Convergence of Non-Convex Non-Concave GANs Using Sinkhorn Divergence

2021 
Sinkhorn divergence is a symmetric normalization of entropic regularized optimal transport. It is a smooth and continuous metrized weak-convergence with excellent geometric properties. We use it as an alternative for the minimax objective function in formulating generative adversarial networks. The optimization is defined with Sinkhorn divergence as the objective, under the non-convex and non-concave condition. This work focuses on the optimization’s convergence and stability. We propose a first order sequential stochastic gradient descent ascent (SeqSGDA) algorithm. Under some mild approximations, the learning converges to local minimax points. Using the structural similarity index measure (SSIM), we supply a non-asymptotic analysis of the algorithm’s convergence rate. Empirical evidences show a convergence rate, which is inversely proportional to the number of iterations, when tested on tiny colour datasets Cats and CelebA on the deep convolutional generative adversarial networks and ResNet neural architectures.
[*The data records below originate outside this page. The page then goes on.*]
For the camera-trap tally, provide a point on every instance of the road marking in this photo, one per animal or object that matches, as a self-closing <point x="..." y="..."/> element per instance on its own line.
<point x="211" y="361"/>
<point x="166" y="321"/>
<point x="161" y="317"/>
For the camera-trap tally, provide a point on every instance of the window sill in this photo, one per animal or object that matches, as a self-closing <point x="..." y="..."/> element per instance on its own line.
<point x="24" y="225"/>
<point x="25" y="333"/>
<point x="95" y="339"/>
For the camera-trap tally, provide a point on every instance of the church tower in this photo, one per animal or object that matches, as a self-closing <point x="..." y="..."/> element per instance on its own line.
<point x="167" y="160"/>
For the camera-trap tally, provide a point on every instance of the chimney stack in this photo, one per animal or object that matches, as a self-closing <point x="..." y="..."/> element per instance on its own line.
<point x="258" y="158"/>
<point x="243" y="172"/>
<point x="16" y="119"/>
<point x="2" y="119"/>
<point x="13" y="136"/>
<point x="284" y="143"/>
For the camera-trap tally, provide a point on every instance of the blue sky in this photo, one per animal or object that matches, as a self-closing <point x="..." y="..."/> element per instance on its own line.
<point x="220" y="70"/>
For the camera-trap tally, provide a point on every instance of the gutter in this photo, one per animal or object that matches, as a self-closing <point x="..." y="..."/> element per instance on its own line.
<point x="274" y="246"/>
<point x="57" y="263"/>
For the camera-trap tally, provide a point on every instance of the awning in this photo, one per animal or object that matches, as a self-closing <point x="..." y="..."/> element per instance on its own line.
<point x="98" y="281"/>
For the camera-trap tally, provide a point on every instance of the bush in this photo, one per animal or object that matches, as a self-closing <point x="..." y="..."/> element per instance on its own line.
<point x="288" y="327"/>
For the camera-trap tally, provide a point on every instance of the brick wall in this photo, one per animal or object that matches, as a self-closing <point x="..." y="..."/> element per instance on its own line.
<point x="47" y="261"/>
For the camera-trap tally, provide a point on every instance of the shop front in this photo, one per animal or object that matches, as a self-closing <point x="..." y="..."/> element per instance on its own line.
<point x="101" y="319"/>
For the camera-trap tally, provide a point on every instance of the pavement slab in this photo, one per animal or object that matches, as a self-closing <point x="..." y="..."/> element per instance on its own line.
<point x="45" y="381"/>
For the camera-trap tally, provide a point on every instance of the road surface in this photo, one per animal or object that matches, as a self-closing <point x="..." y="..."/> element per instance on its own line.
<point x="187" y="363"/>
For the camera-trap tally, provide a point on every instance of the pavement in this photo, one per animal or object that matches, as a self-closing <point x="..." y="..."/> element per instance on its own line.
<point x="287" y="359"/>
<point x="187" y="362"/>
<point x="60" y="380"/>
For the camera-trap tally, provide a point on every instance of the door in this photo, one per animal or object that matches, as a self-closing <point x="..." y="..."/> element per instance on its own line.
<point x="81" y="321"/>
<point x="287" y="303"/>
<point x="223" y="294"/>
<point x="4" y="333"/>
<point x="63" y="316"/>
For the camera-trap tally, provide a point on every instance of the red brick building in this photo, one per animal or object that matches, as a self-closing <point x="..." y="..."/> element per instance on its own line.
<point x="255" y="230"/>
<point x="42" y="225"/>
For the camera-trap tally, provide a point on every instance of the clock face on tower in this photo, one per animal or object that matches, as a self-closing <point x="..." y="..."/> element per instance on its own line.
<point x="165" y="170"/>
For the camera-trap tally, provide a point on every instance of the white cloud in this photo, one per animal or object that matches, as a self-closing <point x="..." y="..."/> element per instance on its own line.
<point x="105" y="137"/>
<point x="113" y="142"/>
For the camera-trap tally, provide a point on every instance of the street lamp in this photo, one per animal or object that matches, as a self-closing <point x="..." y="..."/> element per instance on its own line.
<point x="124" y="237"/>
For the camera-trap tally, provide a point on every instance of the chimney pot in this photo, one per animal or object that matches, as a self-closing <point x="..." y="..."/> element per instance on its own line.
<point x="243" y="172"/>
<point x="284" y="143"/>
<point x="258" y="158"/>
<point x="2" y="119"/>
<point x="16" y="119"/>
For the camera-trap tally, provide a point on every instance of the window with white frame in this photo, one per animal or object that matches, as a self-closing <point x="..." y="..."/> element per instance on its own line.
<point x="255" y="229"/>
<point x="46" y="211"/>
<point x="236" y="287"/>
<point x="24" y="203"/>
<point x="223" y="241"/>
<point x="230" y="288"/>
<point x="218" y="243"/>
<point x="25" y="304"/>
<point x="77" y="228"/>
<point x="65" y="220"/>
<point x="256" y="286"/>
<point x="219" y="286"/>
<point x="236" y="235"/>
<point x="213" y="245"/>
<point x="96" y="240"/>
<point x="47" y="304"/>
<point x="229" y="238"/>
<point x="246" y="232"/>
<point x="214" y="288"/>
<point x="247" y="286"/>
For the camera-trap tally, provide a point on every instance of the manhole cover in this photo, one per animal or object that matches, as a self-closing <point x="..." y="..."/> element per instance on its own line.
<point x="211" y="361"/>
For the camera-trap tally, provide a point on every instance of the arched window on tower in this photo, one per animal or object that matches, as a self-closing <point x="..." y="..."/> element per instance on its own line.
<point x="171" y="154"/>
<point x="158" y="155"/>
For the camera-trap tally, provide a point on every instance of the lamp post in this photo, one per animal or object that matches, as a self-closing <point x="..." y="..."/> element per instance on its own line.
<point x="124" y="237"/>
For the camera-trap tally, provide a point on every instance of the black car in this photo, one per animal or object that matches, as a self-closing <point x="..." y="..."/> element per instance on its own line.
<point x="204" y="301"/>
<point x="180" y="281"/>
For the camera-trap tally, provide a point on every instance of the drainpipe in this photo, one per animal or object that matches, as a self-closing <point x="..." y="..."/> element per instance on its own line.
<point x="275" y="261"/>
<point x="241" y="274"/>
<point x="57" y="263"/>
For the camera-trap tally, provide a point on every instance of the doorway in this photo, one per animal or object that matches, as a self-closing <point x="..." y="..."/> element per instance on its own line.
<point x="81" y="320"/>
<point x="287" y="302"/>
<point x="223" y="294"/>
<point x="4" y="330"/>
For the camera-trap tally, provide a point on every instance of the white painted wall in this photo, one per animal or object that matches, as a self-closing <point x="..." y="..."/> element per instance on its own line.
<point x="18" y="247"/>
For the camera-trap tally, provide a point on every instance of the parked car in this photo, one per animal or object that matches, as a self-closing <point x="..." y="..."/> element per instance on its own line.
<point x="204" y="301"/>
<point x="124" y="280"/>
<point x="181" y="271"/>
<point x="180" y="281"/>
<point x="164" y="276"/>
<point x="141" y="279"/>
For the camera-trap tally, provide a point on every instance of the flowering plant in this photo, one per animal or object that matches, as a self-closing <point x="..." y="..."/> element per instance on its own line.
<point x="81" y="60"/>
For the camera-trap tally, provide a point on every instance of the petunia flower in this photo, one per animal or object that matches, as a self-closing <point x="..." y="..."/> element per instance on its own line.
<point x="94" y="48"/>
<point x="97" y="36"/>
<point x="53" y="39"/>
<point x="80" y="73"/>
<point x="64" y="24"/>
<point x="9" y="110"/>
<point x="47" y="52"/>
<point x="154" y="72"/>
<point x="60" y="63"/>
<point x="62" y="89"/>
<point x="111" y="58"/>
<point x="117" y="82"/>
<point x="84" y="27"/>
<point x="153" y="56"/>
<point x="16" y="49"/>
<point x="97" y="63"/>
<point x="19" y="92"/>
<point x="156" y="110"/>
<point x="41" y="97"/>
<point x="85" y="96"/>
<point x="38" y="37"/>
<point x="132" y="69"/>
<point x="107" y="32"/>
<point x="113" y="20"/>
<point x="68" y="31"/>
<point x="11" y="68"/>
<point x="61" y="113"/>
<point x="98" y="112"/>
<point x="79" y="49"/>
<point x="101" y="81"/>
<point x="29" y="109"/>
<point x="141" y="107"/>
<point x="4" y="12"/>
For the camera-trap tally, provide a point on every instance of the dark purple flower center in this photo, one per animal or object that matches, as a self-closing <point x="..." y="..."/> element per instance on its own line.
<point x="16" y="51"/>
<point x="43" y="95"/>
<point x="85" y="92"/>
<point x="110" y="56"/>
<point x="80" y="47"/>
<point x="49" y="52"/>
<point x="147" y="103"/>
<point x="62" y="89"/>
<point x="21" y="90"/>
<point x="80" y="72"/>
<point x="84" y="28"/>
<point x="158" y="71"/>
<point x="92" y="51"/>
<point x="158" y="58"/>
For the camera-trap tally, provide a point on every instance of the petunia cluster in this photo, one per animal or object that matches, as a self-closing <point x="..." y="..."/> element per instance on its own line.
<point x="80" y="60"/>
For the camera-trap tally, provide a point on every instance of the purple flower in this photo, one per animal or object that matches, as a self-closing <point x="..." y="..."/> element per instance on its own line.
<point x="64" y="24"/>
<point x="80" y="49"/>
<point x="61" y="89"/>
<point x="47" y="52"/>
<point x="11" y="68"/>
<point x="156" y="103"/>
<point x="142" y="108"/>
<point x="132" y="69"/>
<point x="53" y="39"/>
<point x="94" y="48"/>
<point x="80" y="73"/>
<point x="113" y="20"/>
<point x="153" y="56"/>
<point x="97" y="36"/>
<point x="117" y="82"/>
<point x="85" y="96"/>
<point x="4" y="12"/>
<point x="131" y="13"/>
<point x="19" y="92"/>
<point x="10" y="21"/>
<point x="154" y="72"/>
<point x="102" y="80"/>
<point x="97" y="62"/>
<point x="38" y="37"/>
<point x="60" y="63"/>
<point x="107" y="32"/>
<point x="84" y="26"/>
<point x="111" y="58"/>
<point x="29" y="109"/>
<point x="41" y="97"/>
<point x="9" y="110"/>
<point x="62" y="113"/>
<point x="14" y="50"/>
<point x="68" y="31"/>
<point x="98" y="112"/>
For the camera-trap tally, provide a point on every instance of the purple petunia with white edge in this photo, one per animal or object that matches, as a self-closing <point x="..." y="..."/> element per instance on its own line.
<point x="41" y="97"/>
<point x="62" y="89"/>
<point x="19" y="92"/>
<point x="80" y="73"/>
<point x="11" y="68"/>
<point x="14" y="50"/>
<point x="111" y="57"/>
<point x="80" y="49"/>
The entropy regularization parameter $\varepsilon $ is approximated to the SSIM tolerance $\epsilon $ . We determine that the iteration complexity to return to an $\epsilon $ -stationary point to be $\mathcal {O}\left ({\kappa \, \log (\epsilon ^{-1})}\right)$ , where $\kappa $ is a value that depends on the Sinkhorn divergence’s convexity and the minimax step ratio in the SeqSGDA algorithm.